Meno solo? Il direttore del maggior telegionale italiano che afferma una cosa simile è come sentire una bestemmia in chiesa. Un oltraggio a quelli che tutti i giorni accendono la tv e guardano il tg, bello o brutto che sia. Forse però Minzolini con quel "meno solo" intendeva dire che gli manca qualcuno che gli faccia da spalla politicamente, e qui casca l’asino. La scelta di prendere Ferrara è assurda per tante ragioni. Lui non è semplicemnete un giornalista. Per sua stessa ammissione, con appese le mutande in teatro, mentre sbraitava come un ossesso, lui si fa portavoce del Presidente del consiglio, o meglio di Silvio Berlusconi. Ogni giornalista ha le proprie opinioni politiche, ci mancherebbe altro. Quello che non va bene è che le mescoli in modo fazioso al proprio lavoro. Quello che non va bene è che usi della propria intelligenza per erigere barricate dividendo sempre più le comunità.
In Italia questo è diventato lo sport nazionale.
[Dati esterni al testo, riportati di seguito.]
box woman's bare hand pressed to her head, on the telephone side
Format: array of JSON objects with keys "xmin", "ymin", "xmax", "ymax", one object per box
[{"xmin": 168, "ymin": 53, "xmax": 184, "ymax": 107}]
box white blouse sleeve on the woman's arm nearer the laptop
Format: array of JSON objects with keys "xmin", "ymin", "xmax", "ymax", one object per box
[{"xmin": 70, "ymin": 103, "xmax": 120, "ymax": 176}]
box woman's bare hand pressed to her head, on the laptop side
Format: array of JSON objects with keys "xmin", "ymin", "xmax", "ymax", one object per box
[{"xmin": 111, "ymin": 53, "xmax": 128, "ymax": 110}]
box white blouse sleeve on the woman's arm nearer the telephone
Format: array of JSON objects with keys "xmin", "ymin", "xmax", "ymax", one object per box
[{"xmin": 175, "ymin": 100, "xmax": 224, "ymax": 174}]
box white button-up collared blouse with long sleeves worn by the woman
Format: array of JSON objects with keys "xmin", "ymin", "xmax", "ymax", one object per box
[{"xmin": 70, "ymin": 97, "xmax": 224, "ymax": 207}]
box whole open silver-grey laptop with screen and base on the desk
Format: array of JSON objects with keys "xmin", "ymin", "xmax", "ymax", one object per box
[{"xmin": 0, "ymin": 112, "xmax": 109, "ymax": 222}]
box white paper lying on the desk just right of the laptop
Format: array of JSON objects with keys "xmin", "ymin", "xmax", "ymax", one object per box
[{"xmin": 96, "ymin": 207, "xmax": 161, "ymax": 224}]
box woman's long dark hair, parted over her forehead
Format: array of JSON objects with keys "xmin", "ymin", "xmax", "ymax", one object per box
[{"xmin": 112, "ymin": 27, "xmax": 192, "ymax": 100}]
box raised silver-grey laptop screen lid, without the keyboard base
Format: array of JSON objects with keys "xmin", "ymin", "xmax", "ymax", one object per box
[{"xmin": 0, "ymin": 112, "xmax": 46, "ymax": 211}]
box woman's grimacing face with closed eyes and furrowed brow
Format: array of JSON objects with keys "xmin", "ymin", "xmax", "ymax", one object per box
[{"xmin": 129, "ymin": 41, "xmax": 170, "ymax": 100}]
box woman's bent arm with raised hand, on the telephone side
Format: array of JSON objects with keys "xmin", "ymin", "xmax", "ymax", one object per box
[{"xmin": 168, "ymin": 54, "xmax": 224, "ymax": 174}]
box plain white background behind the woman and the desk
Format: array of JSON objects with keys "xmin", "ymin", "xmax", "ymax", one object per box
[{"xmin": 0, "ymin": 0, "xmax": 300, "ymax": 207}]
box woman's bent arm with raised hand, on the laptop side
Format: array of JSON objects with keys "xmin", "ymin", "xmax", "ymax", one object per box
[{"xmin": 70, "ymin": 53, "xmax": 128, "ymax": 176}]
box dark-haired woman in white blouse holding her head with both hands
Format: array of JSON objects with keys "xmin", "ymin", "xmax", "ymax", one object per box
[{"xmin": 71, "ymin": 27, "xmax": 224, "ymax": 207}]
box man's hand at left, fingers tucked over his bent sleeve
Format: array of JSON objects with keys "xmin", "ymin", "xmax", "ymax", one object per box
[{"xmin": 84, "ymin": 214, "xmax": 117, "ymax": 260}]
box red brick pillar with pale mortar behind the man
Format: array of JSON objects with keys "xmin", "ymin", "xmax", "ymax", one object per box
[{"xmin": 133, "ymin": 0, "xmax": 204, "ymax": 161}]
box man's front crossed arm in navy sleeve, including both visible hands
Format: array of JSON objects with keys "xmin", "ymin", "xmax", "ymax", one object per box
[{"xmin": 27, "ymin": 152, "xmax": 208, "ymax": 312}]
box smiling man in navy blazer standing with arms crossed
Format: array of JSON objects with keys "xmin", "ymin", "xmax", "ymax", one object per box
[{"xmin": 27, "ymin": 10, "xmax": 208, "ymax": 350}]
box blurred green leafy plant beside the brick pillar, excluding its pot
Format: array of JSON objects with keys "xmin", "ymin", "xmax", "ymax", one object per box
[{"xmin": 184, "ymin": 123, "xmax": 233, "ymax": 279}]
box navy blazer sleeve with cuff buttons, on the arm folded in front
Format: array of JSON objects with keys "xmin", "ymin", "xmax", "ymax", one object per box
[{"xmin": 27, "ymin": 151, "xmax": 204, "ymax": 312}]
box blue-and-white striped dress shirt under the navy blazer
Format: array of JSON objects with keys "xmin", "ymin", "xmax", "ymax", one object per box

Si butta tutto in mischia come essere sulla curva di uno stadio. Disposti non solo a lanciar pedardi, anche quando non si potrebbe, ma anche a menar le mani se l’avversario si avvicina troppo.
La seconda ragione del perché la scelta della Rai è assurda riguarda l’assenza di qualsiasi criterio di innovazione e ricerca delle novità. Qual è il valore aggiunto di Giuliano Ferrara? Cosa porta di nuovo? È mai possibile che non si possa aprire la televisione ai nuovi scenari dando spazio e voce ai tanti mondi che nella società civile stentano ad averla? È mai possibile che non si capisca che il mondo è cambiato e che sarebbe utile iniziare ad ascoltare di più quanto di nuovo avanza?
Per finire su Ferrra propongo di leggere il libro "Contro Giuliano" scritto in fretta e furia dal suo amico Adriano Sofri, quando il giornalista fondò il partito "No aborto" e lo portò alle elezioni con risultati risibili. Sofri, in nome di una profonda amicizia, ci andò giù pesante come pochi svelando anche vicende personali. La tesi era quella che se una persona non ha risolto propri problemi, non li può far diventare una questione ideologica. È pericoloso, e in Italia ne sappiamo qualcosa degli effetti di confondere i piani tra privato e pubblico. Del populismo e degli integralisti non ne abbiamo più bisogno.
C’è bisogno di affrontare nel merito le questioni per cercare di costruire un mondo migliore.
Grazie allo stimolo di un giovane collaboratore, non per par condicio politica, ma per quella intellettiva (visto che entrambi sono davvero molto intelligenti), penso che anche di Massimo D’Alema sarebbe bene poter iniziare a farne un po’ a meno. Almeno come protagonista sempre assoluto della scena politica.
Il continuare a commentare "a volte ritornano" è un grande spreco di energie, ma il dover contrastare l’immobilismo e il sistema di potere che hanno costruito è un problema ancor peggiore.